Information contained in this publication is intended for informational purposes only and does not constitute legal advice or opinion, nor is it a substitute for the professional judgment of an attorney.
The country’s colleges and universities will likely face significant labor cost pressures for the next year, according to a higher ed sector financial analysis released last week by Moody’s Investors Service.
The Moody’s report, noted by business and higher education media outlets, predicts that increasing costs of labor, food, utilities and construction will spur difficult decisions and force higher education leaders to reprioritize how they allocate resources.
Employee compensation may be the most difficult expense to manage in the coming years, Moody’s noted, as collective bargaining efforts increasingly seek to close the gap between wages and the rising cost of living. Over the last year, higher ed has been in organized labor’s crosshairs as employees resort to work stoppages and other job actions to push for wage increases exceeding inflation as well as more costly terms and conditions of work for regular, part-time, and nontenured faculty as well as graduate student workers.

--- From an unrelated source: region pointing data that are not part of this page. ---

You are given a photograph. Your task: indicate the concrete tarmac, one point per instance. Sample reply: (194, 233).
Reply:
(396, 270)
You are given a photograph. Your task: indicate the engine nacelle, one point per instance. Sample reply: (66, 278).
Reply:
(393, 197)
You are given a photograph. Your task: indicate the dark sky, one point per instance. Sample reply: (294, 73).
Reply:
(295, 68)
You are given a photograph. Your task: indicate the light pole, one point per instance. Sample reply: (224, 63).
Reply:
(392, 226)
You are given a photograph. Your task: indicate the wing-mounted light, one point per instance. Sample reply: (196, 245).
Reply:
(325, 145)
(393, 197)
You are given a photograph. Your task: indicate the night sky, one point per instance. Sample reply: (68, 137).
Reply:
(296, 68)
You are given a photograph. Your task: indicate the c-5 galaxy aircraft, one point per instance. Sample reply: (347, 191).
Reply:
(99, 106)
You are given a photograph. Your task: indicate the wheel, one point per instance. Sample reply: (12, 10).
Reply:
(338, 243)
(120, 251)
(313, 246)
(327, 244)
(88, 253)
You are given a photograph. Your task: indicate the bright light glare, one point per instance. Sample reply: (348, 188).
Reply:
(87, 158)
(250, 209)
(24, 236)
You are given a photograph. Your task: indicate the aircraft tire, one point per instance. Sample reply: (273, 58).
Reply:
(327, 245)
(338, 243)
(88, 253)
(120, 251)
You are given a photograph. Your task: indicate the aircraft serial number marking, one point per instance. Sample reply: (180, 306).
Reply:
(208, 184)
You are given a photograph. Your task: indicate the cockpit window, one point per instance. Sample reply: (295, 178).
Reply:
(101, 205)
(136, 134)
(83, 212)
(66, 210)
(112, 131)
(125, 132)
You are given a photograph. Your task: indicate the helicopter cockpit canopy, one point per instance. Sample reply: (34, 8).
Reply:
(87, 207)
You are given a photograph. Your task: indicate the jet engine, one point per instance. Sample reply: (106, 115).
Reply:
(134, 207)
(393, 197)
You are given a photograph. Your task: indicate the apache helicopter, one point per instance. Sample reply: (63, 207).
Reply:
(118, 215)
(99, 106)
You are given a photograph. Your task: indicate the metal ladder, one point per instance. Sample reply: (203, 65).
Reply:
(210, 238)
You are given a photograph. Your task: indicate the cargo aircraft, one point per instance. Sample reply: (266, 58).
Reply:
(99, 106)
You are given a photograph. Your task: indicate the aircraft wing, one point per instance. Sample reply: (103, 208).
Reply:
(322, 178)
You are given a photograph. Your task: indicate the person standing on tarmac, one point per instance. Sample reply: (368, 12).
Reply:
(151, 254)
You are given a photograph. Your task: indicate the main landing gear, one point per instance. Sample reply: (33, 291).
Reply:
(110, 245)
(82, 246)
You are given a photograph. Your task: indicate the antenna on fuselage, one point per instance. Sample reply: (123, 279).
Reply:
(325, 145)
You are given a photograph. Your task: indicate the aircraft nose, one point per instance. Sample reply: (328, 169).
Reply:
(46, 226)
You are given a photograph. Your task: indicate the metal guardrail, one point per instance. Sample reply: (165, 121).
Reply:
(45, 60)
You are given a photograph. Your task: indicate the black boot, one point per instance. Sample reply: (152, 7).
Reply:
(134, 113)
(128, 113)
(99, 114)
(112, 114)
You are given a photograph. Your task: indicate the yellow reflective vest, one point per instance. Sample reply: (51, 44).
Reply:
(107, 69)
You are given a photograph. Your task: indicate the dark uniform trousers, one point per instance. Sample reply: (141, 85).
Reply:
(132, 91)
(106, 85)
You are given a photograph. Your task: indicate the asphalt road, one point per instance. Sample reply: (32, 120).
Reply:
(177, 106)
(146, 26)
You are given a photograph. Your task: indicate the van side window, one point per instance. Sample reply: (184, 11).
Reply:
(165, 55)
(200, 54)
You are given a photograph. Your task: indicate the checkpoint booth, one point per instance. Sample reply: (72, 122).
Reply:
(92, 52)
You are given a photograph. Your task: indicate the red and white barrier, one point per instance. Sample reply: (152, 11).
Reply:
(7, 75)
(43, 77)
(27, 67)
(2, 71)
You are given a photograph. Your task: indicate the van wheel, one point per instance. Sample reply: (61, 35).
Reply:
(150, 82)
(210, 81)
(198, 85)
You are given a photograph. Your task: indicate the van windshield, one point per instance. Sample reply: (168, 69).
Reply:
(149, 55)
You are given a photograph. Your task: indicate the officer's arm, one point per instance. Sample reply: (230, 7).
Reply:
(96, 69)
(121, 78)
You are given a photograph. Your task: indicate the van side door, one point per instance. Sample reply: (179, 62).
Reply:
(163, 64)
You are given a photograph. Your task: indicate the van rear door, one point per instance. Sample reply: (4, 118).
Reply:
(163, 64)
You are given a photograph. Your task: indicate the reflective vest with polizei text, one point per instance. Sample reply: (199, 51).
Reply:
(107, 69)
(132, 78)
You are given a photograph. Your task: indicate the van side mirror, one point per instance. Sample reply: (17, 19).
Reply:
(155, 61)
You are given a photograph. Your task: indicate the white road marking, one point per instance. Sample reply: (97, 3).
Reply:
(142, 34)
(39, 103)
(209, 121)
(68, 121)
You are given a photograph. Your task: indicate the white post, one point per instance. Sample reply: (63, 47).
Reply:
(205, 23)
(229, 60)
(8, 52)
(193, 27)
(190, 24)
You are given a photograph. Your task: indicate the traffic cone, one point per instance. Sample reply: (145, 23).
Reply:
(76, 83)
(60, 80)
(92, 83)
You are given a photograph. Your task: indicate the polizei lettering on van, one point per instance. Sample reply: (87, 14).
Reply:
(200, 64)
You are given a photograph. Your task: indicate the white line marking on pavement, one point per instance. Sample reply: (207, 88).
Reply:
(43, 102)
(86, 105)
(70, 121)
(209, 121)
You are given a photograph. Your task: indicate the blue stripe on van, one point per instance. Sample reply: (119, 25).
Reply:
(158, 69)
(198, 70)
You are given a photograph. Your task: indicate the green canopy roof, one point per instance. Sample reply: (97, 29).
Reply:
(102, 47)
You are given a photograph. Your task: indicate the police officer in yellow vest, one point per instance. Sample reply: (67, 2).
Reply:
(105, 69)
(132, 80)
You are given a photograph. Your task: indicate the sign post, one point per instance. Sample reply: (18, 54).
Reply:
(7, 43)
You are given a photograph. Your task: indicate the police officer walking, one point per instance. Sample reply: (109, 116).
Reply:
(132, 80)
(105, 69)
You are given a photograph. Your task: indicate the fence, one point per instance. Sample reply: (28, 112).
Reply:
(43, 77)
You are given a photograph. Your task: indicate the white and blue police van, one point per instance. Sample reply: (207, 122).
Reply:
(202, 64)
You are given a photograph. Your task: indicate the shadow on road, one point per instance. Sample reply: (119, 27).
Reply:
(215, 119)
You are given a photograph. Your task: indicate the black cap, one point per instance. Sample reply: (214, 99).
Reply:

What can Higher Ed Leaders Do?
A proactive strategy to labor relations is a must, whether a university seeks to remain union-free or strategically prepare for and manage labor costs in contract negotiations. Labor relations risk assessments and strategic planning with counsel with higher education labor law experience can help protect against academic disruption caused by labor strife and insulate the institution’s budget from labor cost pressures amplified by today’s inflationary environment.